A task identifier (a 32 character hex string) that you can pass in to other rrq functions, notably rrq_task_status() and rrq_task_result()

Details

Things are pretty unambiguous when you pass in a function from a package, especially when you refer to that package with its namespace (e.g. pkg::fn).

If you pass in the name without a namespace from a package that you have loaded with library() locally but you have not loaded with library within your worker environment, we may not do the right thing and you may see your task fail, or find a different function with the same name.

If you pass in an anonymous function (e.g., function(x) x + 1) we may or may not do the right thing with respect to environment capture. We never capture the global environment so if your function is a closure that tries to bind a symbol from the global environment it will not work. Like with callr::r, anonymous functions will be easiest to think about where they are fully self contained (i.e., all inputs to the functions come through args). If you have bound a local environment, we may do slightly better, but semantics here are undefined and subject to change.
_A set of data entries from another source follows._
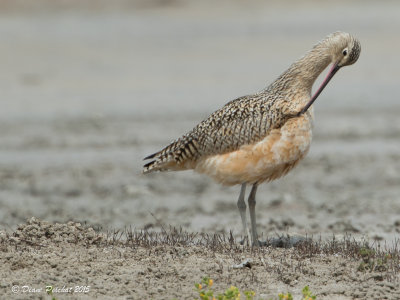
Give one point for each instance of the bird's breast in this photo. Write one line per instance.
(270, 158)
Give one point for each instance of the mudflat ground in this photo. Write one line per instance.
(89, 90)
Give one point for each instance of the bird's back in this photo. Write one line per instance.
(245, 120)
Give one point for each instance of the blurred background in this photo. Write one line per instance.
(88, 88)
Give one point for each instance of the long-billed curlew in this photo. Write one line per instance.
(259, 137)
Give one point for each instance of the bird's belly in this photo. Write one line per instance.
(268, 159)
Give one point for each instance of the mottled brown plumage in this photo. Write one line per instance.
(259, 137)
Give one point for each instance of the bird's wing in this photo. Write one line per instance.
(242, 121)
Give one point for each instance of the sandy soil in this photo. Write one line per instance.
(78, 263)
(88, 91)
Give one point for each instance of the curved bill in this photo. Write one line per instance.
(328, 77)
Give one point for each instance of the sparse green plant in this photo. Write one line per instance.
(206, 292)
(307, 295)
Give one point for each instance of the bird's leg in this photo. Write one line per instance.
(252, 209)
(242, 210)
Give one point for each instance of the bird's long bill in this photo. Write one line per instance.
(328, 77)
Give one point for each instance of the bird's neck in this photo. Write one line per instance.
(302, 74)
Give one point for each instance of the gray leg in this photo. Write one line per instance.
(252, 208)
(242, 210)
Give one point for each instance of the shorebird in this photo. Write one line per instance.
(260, 137)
R does some fancy things with function calls that we don't try to replicate. In particular you may have noticed that this works:

c <- "x"
c(c, c) # a vector of two "x"'s

You can end up in this situation locally with:

f <- function(x) x + 1
local({
  f <- 1
  f(f) # 2
})

this is because when R looks for the symbol for the call it skips over non-function objects. We don't reconstruct environment chains in exactly the same way as you would have locally so this is not possible.

Examples

if (FALSE) { # rrq:::enable_examples(require_queue = "rrq:example")
obj <- rrq_controller("rrq:example")
t <- rrq_task_create_call(sqrt, list(2), controller = obj)
rrq_task_wait(t, controller = obj)
rrq_task_result(t, controller = obj)
}